The NSA: An Inside View - lorendsr
http://lorensr.me/the-nsa-an-inside-view.html

======
dankoss
> Email that isn’t related to intelligence is rarely viewed, and it’s even
> less often viewed if it’s from a US citizen.

The fact that it can be viewed at all is the problem. Someone else doesn't get
to decide for me what is private information and what isn't.

------
embro
> "They’re looking for intelligence about foreign entities of interest"

And the NSA can decide who is of interest, of course, so for me "entities of
interest" and "Everyone" is the same.

I could just say that I don't care since I have nothing to hide, but I am
concerned.

Your article did not convince me of the need to monitor the whole Earth
communications for intelligence just because the law allows it.

------
Zigurd
This is a rambling stream of non-sequiturs and misleading statements. A key
pull quote is "The NSA is not a law enforcement agency."

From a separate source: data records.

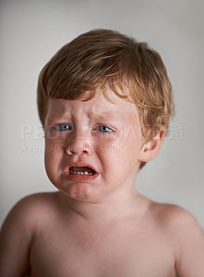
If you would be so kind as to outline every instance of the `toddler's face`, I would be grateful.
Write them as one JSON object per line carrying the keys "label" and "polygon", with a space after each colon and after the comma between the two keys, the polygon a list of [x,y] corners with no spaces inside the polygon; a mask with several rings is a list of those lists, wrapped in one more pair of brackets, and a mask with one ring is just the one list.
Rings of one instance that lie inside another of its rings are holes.
{"label": "toddler's face", "polygon": [[111,96],[115,104],[102,94],[85,102],[87,96],[49,100],[46,170],[73,199],[95,202],[133,188],[142,145],[140,120],[133,104]]}

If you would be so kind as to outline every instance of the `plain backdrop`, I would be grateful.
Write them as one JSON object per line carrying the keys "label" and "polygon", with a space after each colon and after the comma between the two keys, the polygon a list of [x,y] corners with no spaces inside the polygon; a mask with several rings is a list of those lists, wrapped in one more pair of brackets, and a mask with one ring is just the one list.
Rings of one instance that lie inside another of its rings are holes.
{"label": "plain backdrop", "polygon": [[55,190],[44,167],[40,70],[78,35],[104,28],[149,42],[174,89],[169,134],[136,186],[153,200],[187,209],[204,229],[203,11],[201,0],[0,1],[0,223],[24,196]]}

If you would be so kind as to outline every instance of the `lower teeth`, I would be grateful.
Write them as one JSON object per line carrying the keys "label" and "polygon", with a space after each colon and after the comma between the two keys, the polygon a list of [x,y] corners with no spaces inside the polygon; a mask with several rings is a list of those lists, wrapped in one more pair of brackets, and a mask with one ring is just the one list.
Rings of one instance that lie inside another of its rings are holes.
{"label": "lower teeth", "polygon": [[88,175],[88,172],[87,172],[87,171],[85,171],[85,172],[76,172],[75,171],[74,172],[74,175]]}

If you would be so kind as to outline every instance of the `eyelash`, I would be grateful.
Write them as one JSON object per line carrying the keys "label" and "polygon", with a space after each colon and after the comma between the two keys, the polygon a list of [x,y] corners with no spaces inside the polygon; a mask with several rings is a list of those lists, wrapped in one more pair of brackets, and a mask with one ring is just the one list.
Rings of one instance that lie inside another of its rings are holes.
{"label": "eyelash", "polygon": [[[100,129],[100,127],[102,127],[103,131],[102,132]],[[66,123],[61,123],[58,125],[55,125],[53,126],[53,129],[55,130],[57,130],[59,132],[66,132],[66,131],[71,131],[73,129],[72,127]],[[101,133],[111,133],[113,132],[113,129],[109,128],[108,126],[106,126],[104,125],[99,125],[95,129],[98,130]]]}
{"label": "eyelash", "polygon": [[[63,129],[64,127],[66,127],[67,128],[66,129],[64,128]],[[61,127],[62,127],[62,129],[60,129]],[[70,131],[72,129],[72,127],[70,125],[66,124],[66,123],[61,123],[61,124],[55,125],[55,126],[53,126],[53,128],[59,132]],[[70,129],[68,129],[68,128],[70,128]]]}

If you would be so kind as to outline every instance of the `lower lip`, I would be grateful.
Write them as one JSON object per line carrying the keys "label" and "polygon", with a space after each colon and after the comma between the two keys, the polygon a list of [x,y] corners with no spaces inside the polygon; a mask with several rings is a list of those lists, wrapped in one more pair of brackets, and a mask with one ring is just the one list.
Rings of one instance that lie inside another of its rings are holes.
{"label": "lower lip", "polygon": [[70,175],[68,173],[64,173],[64,176],[69,181],[77,182],[88,182],[95,180],[96,178],[98,177],[99,174],[95,173],[94,175]]}

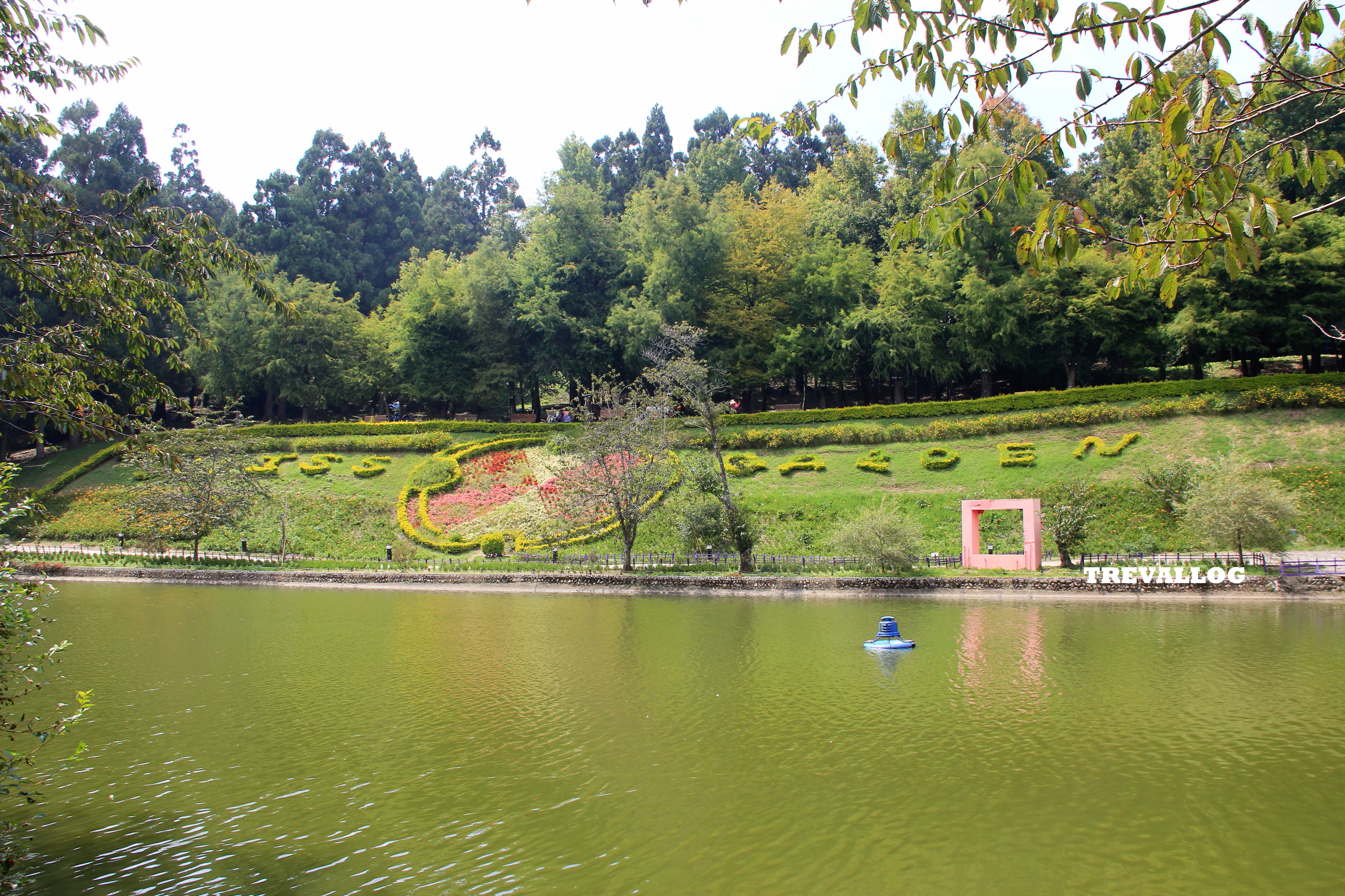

So? From the motto "We track 'em, you whack 'em" to parallel construction, we
already know that's not a meaningful distinction. Then, ramble ramble
ramble... we come to how North Korea is sufficient justification for a Cold
War era budget for snooping. What?

Is this the best an NSA analyst can come up with? TL;DR: Claims of good
intentions, feigned boredom about your emails (unless some software flags
them), North Korea, and "we're not the cops?" This is very very weak.